Apareció como solía hacerlo, sin ruido, sin saludar. Con la naturalidad de quién se siente en casa. Se sentó muy cerca de mí. Podía sentir su aliento sobre mi cuello, la piel de sus labios apenas a unos milímetros de mi piel. Sentía claramente el pulso de su corazón rebotar en mis oídos, acelerado y rítmico. Pasó su mano por encima de las páginas del libro, lo sujetó un instante por el dorso del lomo, lo cogió de mis manos y lo dejó a mis pies. Entonces su blanquísima mano comenzó a acercarse con una lentitud espectral a mi cara. La dejó un instante acariciándome apenas con el dorso. Movió el dedo índice dibujando el perfil de mi barbilla, marcando el contorno de mis labios, regresando de nuevo a la mejilla. Con suavidad volteó mi rostro hasta que sus ojos y los míos se encontraron.
Me ardía el pecho. Todo aquello que llevaba reprimiendo desde los catorce años estaba a punto de estallar aquella tarde. Quería avalanzarme sobre ella y besarla, acariciarla, amarla, pero algo me seguía manteniendo en el filo. Algo, como un campo magnético que me atraía irremediablemente hacia sus labios y en el último centímetro me repelía, impedía que yo tomase la iniciativa. Supongo que era miedo. Pánico a que el mito se esfumase tras un beso. Tantos años anhelando aquel encuentro y ahora, ante la evidente situación, el miedo aparecía y detenía mis impulsos.
Sus ojos brillaron con una intensidad extraordinaria. Fabulosa. Estuvo mucho tiempo sosteniéndome la mirada. Sé lo que quieres, Pato, dijo. Yo también lo quiero desde el mismo día en que nos bañamos en la laguna y me sacaste casi ahogada por culpa de aquellos juncos. Siempre he deseado estar con tigo pero nos distanciamos, yo elegí un camino, tú otro distinto. Ahora debo irme de nuevo. He vuelto a ser llamada a cumplir con mi destino y debo partir sola. Pero estoy convencida de que volveremos a vernos, pronto. Lo siento así y raras veces me equivoco.

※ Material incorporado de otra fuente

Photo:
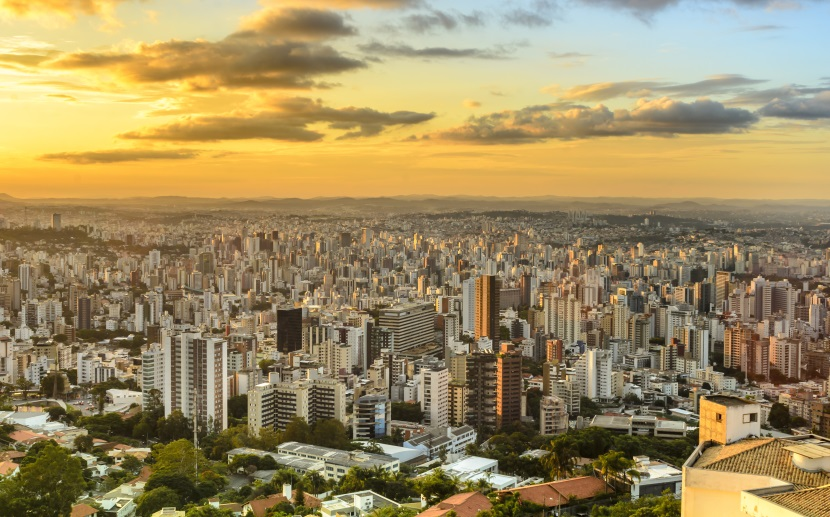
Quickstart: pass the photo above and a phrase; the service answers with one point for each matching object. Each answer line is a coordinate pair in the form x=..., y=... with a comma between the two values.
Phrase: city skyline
x=361, y=98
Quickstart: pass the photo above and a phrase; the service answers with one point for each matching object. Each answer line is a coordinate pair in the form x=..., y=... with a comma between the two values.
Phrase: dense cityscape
x=202, y=362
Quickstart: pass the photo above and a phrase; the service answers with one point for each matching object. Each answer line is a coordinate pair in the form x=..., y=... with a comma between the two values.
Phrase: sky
x=308, y=98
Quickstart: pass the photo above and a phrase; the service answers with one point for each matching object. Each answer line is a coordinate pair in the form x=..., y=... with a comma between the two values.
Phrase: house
x=355, y=504
x=467, y=504
x=560, y=493
x=83, y=510
x=9, y=469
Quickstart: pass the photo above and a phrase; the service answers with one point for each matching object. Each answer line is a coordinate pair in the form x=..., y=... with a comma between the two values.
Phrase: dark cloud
x=297, y=23
x=715, y=85
x=539, y=13
x=203, y=65
x=119, y=156
x=430, y=21
x=664, y=117
x=646, y=9
x=811, y=108
x=401, y=50
x=281, y=119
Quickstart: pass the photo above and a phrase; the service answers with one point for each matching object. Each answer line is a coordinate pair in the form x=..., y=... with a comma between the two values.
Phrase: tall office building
x=412, y=324
x=372, y=417
x=84, y=313
x=152, y=375
x=508, y=385
x=468, y=305
x=487, y=307
x=289, y=330
x=195, y=379
x=435, y=396
x=481, y=390
x=272, y=405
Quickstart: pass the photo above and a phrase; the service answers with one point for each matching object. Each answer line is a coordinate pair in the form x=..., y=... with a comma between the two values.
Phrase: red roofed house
x=466, y=504
x=560, y=493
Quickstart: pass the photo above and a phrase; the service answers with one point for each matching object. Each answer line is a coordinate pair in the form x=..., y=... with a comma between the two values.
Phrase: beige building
x=736, y=473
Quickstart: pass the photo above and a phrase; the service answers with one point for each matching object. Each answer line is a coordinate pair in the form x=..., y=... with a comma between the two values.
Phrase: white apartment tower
x=195, y=378
x=435, y=398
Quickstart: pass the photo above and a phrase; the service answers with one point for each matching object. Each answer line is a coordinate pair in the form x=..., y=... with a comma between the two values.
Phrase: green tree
x=779, y=416
x=436, y=486
x=561, y=457
x=46, y=487
x=83, y=443
x=154, y=500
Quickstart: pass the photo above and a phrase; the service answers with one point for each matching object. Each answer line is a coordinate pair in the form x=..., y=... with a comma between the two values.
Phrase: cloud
x=63, y=97
x=297, y=23
x=665, y=117
x=812, y=108
x=119, y=156
x=69, y=8
x=717, y=84
x=401, y=50
x=281, y=119
x=423, y=23
x=646, y=9
x=353, y=4
x=539, y=13
x=203, y=65
x=568, y=55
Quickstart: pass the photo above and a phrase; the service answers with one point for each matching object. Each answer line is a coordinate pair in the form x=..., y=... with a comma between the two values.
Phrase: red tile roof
x=466, y=504
x=559, y=492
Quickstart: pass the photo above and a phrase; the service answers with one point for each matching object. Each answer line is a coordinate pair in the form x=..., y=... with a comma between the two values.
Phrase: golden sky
x=305, y=98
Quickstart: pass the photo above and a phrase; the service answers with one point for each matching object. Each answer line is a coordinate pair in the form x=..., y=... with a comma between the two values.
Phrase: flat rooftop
x=724, y=400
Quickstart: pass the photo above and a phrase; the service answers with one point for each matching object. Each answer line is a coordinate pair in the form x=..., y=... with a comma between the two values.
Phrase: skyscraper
x=487, y=307
x=508, y=385
x=289, y=330
x=195, y=379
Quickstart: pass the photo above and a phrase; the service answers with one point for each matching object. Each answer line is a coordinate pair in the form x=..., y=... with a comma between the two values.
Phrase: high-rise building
x=289, y=330
x=195, y=379
x=481, y=390
x=488, y=289
x=468, y=305
x=372, y=416
x=508, y=385
x=272, y=405
x=553, y=416
x=84, y=313
x=435, y=396
x=412, y=325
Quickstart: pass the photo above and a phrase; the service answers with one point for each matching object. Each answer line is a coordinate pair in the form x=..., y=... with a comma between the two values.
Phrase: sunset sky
x=306, y=98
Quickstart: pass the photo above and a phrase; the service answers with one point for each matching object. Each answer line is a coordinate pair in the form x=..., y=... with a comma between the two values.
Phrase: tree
x=436, y=486
x=561, y=457
x=83, y=443
x=46, y=487
x=154, y=500
x=779, y=416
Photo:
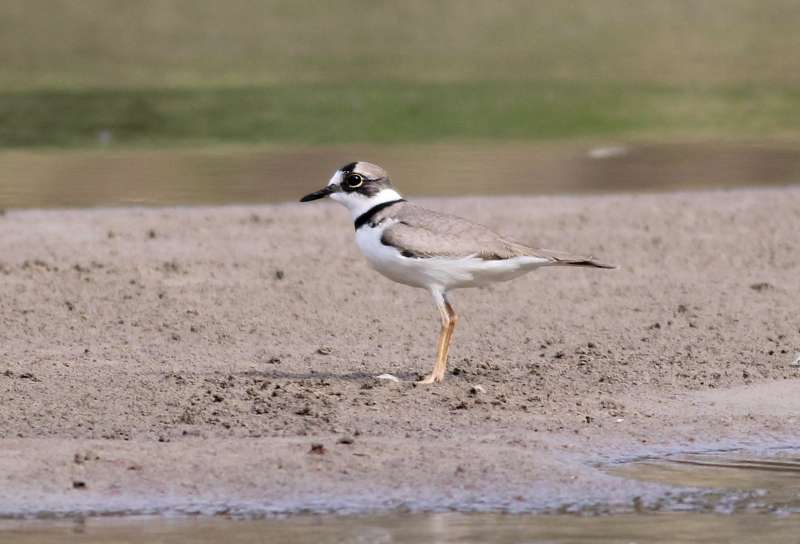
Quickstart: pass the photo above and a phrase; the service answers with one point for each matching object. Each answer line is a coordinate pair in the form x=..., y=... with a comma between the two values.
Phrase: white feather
x=438, y=273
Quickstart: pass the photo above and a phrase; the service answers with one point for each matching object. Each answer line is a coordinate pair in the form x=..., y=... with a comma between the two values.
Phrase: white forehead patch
x=336, y=179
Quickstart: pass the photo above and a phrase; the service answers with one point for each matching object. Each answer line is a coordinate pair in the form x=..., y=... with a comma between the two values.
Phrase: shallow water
x=223, y=176
x=439, y=528
x=724, y=497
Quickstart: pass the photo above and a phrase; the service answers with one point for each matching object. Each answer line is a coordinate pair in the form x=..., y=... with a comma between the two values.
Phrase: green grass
x=186, y=72
x=390, y=113
x=199, y=43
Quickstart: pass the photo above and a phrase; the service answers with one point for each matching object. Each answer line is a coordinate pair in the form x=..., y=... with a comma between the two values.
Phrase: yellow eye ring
x=354, y=181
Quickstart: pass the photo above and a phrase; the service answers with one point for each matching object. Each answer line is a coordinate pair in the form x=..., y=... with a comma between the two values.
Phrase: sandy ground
x=206, y=359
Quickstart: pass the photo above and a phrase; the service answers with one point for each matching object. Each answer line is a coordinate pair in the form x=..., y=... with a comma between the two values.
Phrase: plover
x=428, y=249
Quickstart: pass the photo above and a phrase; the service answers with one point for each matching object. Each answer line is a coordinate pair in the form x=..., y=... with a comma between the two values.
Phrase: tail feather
x=588, y=262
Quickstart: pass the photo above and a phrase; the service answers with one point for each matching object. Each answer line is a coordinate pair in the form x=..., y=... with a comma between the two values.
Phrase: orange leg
x=449, y=320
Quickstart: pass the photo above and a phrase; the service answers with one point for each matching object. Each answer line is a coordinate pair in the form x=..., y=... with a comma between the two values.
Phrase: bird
x=428, y=249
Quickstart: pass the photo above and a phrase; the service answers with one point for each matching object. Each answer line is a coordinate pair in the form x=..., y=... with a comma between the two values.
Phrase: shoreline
x=157, y=355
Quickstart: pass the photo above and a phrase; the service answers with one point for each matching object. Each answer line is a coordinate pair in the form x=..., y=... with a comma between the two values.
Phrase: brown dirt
x=213, y=358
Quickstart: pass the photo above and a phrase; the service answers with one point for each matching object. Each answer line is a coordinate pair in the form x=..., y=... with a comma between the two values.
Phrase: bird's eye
x=354, y=180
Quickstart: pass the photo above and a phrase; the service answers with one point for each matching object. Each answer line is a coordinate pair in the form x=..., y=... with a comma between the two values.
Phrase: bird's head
x=358, y=186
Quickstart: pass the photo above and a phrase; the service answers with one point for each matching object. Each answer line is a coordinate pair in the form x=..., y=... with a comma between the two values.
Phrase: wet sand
x=223, y=358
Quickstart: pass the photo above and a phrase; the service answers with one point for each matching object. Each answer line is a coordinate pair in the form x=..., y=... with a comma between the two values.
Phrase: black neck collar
x=365, y=217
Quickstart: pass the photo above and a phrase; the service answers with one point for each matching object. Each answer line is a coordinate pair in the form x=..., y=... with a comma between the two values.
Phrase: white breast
x=440, y=273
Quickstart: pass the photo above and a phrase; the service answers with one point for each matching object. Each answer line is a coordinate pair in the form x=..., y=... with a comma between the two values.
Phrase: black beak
x=322, y=193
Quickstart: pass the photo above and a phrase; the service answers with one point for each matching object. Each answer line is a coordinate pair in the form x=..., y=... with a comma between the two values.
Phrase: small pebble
x=477, y=389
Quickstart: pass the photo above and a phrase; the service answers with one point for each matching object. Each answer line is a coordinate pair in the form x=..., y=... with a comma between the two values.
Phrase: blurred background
x=113, y=102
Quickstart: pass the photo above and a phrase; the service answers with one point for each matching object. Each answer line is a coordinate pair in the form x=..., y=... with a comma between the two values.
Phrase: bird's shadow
x=347, y=376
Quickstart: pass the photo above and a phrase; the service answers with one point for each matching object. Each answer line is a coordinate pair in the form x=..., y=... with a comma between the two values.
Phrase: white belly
x=440, y=273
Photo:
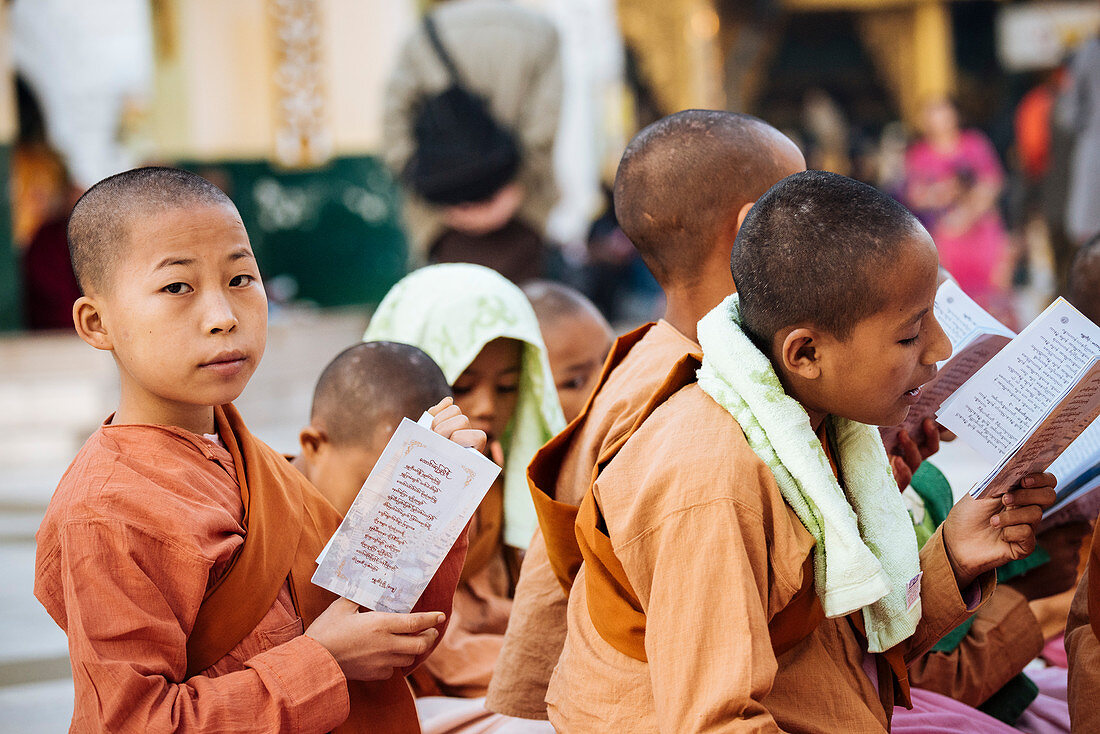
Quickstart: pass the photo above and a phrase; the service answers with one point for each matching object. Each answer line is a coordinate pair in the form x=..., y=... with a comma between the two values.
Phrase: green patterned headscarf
x=451, y=311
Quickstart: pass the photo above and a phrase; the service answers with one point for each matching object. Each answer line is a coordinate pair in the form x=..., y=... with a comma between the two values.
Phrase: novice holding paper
x=481, y=330
x=729, y=583
x=177, y=549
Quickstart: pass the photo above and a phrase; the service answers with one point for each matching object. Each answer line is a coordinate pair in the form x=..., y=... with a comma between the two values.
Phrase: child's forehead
x=204, y=231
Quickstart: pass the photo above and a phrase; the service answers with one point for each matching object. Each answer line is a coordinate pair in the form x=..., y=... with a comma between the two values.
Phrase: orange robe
x=147, y=534
x=714, y=554
x=1082, y=645
x=462, y=663
x=537, y=632
x=1004, y=637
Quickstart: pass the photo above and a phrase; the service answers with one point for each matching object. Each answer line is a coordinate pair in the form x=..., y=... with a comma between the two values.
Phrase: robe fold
x=179, y=570
x=1004, y=637
x=636, y=367
x=713, y=554
x=1082, y=645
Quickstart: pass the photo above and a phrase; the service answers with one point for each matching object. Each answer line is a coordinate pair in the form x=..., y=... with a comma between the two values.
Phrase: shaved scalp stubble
x=553, y=302
x=101, y=220
x=683, y=179
x=372, y=383
x=814, y=251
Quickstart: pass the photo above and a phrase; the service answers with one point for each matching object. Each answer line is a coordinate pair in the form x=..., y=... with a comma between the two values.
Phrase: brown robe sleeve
x=534, y=641
x=1084, y=649
x=128, y=632
x=1003, y=638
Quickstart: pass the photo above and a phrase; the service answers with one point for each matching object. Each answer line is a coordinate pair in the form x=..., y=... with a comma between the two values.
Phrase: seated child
x=1082, y=628
x=578, y=339
x=981, y=663
x=729, y=583
x=680, y=208
x=359, y=402
x=177, y=550
x=481, y=330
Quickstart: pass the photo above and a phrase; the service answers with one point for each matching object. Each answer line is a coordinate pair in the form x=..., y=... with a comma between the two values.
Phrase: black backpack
x=462, y=153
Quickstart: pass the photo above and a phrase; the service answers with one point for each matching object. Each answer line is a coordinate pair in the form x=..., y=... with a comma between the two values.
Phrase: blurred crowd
x=473, y=129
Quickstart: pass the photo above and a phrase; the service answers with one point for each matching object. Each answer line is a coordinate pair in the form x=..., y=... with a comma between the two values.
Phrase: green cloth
x=866, y=554
x=451, y=311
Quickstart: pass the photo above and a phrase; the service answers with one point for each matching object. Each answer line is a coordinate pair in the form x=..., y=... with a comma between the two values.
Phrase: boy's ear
x=741, y=215
x=311, y=440
x=799, y=353
x=89, y=325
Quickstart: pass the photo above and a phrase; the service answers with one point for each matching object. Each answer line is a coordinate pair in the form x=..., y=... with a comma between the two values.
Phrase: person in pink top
x=953, y=178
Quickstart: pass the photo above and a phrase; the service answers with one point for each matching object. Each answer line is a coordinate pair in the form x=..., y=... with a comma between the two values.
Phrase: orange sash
x=287, y=523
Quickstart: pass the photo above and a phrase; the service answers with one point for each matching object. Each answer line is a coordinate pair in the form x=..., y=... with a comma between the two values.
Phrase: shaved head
x=99, y=226
x=1084, y=281
x=374, y=383
x=683, y=179
x=553, y=302
x=812, y=251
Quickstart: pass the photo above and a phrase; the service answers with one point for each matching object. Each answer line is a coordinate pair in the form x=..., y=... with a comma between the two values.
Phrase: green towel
x=451, y=311
x=866, y=554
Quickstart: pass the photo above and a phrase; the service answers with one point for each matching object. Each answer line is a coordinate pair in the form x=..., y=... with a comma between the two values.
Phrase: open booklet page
x=1032, y=400
x=976, y=337
x=418, y=499
x=1078, y=472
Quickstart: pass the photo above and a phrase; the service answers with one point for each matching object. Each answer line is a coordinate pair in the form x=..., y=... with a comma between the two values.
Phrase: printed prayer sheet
x=418, y=499
x=976, y=337
x=1078, y=472
x=1029, y=403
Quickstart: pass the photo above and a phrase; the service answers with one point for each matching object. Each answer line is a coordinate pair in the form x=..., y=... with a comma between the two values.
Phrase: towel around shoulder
x=866, y=555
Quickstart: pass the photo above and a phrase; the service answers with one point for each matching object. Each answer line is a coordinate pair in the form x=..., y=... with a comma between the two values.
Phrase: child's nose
x=219, y=315
x=939, y=346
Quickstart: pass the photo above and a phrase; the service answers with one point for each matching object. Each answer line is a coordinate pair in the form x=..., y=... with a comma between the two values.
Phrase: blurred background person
x=1079, y=111
x=492, y=211
x=953, y=181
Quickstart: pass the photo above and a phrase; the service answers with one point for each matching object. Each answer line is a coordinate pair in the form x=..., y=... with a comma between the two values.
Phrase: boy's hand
x=371, y=645
x=449, y=422
x=980, y=535
x=909, y=456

Unas lágrimas se formaron en el borde de los párpados, de los suyos y de los míos. Apoyó su mejilla junto a la mía durante unos segundos, sentí un murmullo que no pude entender, una especie de arrullo y por fin el roce de sus labios sobre los míos.

Extendió su dedo índice sobre mi boca, se levantó y caminó sobre las vías del tren hacia el infinito de la nada. Yo extendí mis manos hacia la figura que se desvanecía entre la bruma cálida y con lágrimas en los ojos y la garganta atorada me despedí de ella. Me llevé el brazo inferior hacia el pecho mientras desenredaba las algas de sus cabellos, y llevado por mis cuentos de hadas la besé. Y respiré en sus pulmones por si quisiera despertar.